The legal ombudsman insists proposed reforms allowing for cases to be disposed of pre-investigation and for a one-year time limit on complaints are the best routes to long-term sustainability
There is no dressing up the proposed changes announced by the legal ombudsman earlier this month which could allow the complaints handler to dispose of cases pre-investigation and cut the time limit for making complaints from six years to one.
With a remaining backlog of around 6,000 unopened cases, and without such changes, the argument goes, the service will continue to be bogged down by historical complaints that are hard to investigate and costly to resolve. Based on cases brought in the past 12 months, current experience suggests that reducing the time limit to one year would cut the backlog by 30%.

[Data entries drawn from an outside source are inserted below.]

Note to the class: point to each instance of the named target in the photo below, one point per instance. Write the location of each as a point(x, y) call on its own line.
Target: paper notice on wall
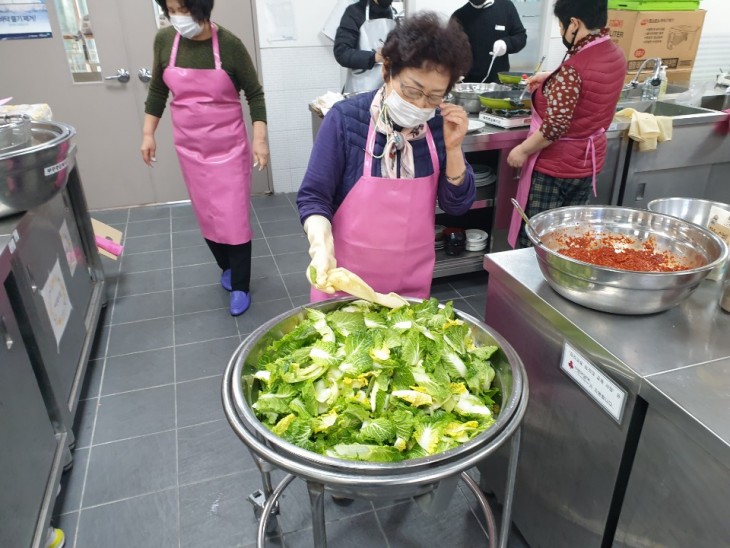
point(68, 248)
point(280, 21)
point(57, 302)
point(24, 19)
point(333, 21)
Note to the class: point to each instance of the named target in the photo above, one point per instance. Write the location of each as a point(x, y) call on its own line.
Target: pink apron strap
point(173, 53)
point(367, 166)
point(216, 50)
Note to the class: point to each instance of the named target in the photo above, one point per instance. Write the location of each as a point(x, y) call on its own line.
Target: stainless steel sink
point(716, 102)
point(634, 94)
point(663, 108)
point(681, 114)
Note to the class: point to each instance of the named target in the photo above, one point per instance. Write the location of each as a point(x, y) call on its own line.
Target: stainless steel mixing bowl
point(466, 94)
point(693, 210)
point(372, 479)
point(623, 291)
point(33, 174)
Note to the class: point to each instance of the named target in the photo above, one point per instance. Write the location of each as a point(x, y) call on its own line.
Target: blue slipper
point(226, 279)
point(240, 301)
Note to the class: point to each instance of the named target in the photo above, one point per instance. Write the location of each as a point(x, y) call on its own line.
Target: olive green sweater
point(199, 54)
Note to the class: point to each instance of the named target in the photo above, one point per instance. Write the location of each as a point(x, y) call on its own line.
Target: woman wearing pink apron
point(572, 107)
point(205, 70)
point(380, 162)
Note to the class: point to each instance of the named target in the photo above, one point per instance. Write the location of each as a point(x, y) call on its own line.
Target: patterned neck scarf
point(395, 141)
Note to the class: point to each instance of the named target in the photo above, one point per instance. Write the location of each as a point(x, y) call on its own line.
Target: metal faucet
point(655, 80)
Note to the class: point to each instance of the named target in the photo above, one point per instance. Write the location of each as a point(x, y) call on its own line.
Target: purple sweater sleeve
point(456, 200)
point(326, 168)
point(328, 178)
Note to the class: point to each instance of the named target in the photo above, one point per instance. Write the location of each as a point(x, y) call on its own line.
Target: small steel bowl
point(466, 94)
point(623, 291)
point(32, 174)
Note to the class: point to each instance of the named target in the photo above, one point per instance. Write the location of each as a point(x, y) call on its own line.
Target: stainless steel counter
point(491, 137)
point(701, 396)
point(694, 332)
point(656, 476)
point(4, 239)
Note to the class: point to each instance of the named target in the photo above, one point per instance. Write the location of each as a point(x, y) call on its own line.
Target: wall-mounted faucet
point(654, 79)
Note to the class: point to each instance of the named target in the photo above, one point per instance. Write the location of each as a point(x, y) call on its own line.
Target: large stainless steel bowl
point(369, 479)
point(695, 211)
point(466, 94)
point(35, 173)
point(623, 291)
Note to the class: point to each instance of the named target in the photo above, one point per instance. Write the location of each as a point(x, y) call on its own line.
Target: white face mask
point(406, 114)
point(186, 25)
point(482, 5)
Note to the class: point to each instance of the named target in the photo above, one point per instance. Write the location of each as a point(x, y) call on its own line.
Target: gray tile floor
point(156, 464)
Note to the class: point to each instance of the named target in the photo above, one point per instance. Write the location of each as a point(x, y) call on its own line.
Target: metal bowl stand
point(266, 501)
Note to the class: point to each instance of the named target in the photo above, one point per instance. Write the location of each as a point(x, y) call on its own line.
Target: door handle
point(122, 75)
point(9, 342)
point(145, 75)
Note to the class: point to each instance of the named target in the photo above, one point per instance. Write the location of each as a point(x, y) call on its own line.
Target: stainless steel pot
point(623, 291)
point(434, 476)
point(32, 174)
point(467, 94)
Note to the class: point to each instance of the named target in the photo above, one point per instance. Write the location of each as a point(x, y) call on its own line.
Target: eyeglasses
point(415, 94)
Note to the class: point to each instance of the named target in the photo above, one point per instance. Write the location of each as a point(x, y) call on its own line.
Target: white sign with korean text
point(594, 382)
point(57, 301)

The ombudsman is also proposing to enable its staff to dismiss a complaint without the need to first accept that case for investigation, subject to specific criteria. Cases could be dismissed mid-investigation if a reasonable revised offer is made by a law firm to settle. The ombudsman would also be able to conclude that a final decision is not needed on a case if no substantive issues have been raised.
Chief ombudsman Paul McFadden does not deny that consumers will feel less protected by the proposed reforms, but he insists they will still get the redress they seek.
‘This is not about denying access or minimising service, it is about getting outcomes as quickly as possible,’ McFadden tells the Gazette. ‘It is in no one’s interests to go through a detailed investigation process and get to an outcome you could have got to at an earlier stage. What we’re proposing is very much in line with where those other [ombudsman] schemes are.’
There is evidence to suggest that exhaustive investigations achieve similar results to those resolved quickly. Around 40% of cases go to an ombudsman decision but the organisation’s research shows that 80-85% of those outcomes would have been the same without an investigator.
Elisabeth Davies, chair of the Office for Legal Complaints, was criticised in some quarters for her assertion that the proposals were not designed to ‘close doors’ to people with a grievance against their lawyer. But the organisation insists that current rules do not afford the flexibility to reach ‘minimum formality’ in the process and are hampering efforts to provide a decent service.
'It is in no one’s interests to go through a detailed investigation process and get to an outcome you could have got to at an earlier stage. What we’re proposing is very much in line with where those other [ombudsman] schemes are'
Paul McFadden, chief ombudsman
McFadden says in an ‘ideal world’ the six-year limit would remain – and there will be exceptions to the one-year rule – but he stresses the need to find a balance. ‘The longer you go back in years the more difficult it becomes. This is about providing an appropriate, proportionate redress service for all. That means for some people it is not proportionate for their cases to go through the whole process.’
After a number of years where delays and staff attrition have plagued the ombudsman service, a noticeable streak of optimism is currently running through the organisation.
A recruitment drive run towards the end of last year attracted 900 applicants, of which 40 new starters will join from next month. The extra numbers are beyond what was initially required, to take account of any staff leaving over the coming months.
The extra staff mean that, for the moment, plans to take on agency workers are on the back-burner. But the next stage in bringing down the backlog could still lie outside the organisation. McFadden and his fellow members of the executive will meet with the Ministry of Justice in the spring to seek the go-ahead to make a block of similar cases and send them to specialist investigators for assessment, before returning to the ombudsman for decisions.
McFadden does not promise the change will be a silver bullet but predicts it will be a ‘real tipping point towards being sustainable’.
He adds: ‘What you will see in the [forthcoming] business plan is to get that [backlog] down to a working level. Over the course of this year in Q1 it will start to reduce and [get] to half this year and then to 600-1,000.
‘It is ambitious but credible. We have tried to break down clearly where those numbers are going to come from. The rebalancing we have done this year to early resolution is something we are going to continue. [Around 1,000 cases in the last year have been resolved early].
‘It is about the right outcome at the right point. You are not there to give what [people] want all the time, you are there to get to the right answer.’